I suppose that must be true for you or you wouldn't have taken the time to share that with us. But for me, when I had my switch between the receiver and the motor, I would tell my receiver/motor to go to a satellite and blind scan it, and that's what would happen.

Also, since DiSEqC switches are cheap, keep a spare around. When a switch burns out, it can be hard to drive around to find a replacement off the shelf, unless you've got a good satellite equipment supplier nearby.


----------



## Davenlr (Sep 16, 2006)

I didn't know the switches burned out often. Ill order a couple. I sank the pole in concrete today. Dish for AMC3 should be in Monday. Don't know when the LNB will make it. I got a shot at 72 thru ~101 or so. Ill order the motor in a few weeks.
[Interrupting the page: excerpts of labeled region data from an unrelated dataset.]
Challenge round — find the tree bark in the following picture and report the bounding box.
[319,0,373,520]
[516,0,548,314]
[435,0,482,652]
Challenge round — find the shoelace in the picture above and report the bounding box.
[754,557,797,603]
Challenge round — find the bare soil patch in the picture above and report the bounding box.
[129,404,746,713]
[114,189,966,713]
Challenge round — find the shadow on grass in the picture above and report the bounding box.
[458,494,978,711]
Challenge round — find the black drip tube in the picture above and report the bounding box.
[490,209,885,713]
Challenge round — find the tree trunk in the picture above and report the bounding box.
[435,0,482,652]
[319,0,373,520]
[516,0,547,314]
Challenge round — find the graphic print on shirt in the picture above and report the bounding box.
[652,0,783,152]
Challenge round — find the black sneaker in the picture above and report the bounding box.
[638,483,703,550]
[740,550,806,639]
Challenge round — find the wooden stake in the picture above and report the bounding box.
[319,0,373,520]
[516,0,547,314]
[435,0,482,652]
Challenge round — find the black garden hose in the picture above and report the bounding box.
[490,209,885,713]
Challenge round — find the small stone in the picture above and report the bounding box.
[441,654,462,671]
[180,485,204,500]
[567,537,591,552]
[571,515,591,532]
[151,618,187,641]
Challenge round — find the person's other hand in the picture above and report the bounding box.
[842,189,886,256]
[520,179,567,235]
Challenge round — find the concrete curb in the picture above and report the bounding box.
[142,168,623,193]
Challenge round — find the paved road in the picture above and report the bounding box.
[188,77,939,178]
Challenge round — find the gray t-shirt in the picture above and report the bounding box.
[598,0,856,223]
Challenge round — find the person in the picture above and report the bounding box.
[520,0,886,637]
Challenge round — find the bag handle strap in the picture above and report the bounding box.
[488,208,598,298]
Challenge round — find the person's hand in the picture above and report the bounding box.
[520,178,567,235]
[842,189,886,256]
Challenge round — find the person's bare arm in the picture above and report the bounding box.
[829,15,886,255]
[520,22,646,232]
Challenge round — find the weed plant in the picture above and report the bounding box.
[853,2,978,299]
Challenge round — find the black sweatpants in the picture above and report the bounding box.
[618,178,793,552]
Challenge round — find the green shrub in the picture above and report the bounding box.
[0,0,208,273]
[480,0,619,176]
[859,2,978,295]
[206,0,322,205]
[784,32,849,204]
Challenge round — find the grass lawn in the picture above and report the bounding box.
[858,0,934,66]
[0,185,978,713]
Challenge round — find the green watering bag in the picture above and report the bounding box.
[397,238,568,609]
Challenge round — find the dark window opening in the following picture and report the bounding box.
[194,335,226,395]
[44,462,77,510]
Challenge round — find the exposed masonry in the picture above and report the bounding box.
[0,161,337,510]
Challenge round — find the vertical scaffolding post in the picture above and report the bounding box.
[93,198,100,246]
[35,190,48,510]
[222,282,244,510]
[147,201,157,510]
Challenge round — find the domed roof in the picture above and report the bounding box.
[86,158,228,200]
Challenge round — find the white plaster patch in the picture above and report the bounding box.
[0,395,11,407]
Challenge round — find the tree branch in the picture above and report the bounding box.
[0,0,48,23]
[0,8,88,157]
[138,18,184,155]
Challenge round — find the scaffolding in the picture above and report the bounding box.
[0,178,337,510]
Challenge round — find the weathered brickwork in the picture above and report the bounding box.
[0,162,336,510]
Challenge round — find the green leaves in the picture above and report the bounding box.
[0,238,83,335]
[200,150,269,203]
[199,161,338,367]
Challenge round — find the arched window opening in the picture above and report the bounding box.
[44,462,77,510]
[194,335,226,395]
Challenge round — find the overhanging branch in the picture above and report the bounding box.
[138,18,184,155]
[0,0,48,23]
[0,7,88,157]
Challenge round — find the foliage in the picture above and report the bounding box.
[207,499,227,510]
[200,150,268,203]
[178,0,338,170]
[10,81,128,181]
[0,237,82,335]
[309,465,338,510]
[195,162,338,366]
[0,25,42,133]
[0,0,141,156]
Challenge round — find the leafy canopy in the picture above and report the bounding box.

Appreciate all the help.


----------



## FTA Michael (Jul 21, 2002)

I've had exactly one switch burn out in three years of FTA switching, and that one, uh, might not have been an accident. (Always turn off your receiver before adding/removing any connection to a switch.) I was glad to have a spare then, and it gives me a warm feeling to have a spare ready now.


----------



## slimline (Oct 30, 2007)

FTA Michael said:


> I've had exactly one switch burn out in three years of FTA switching, and that one, uh, might not have been an accident. (Always turn off your receiver before adding/removing any connection to a switch.) I was glad to have a spare then, and it gives me a warm feeling to have a spare ready now.


i have a dozen or so customers i do fta for and i always keep an extra switch in the switch box... church and folks from other countries love fta

i have noticed fta getting pretty busy lately ........any one else notice this ?

i have been installing and selling a boat load of s/v 4000


----------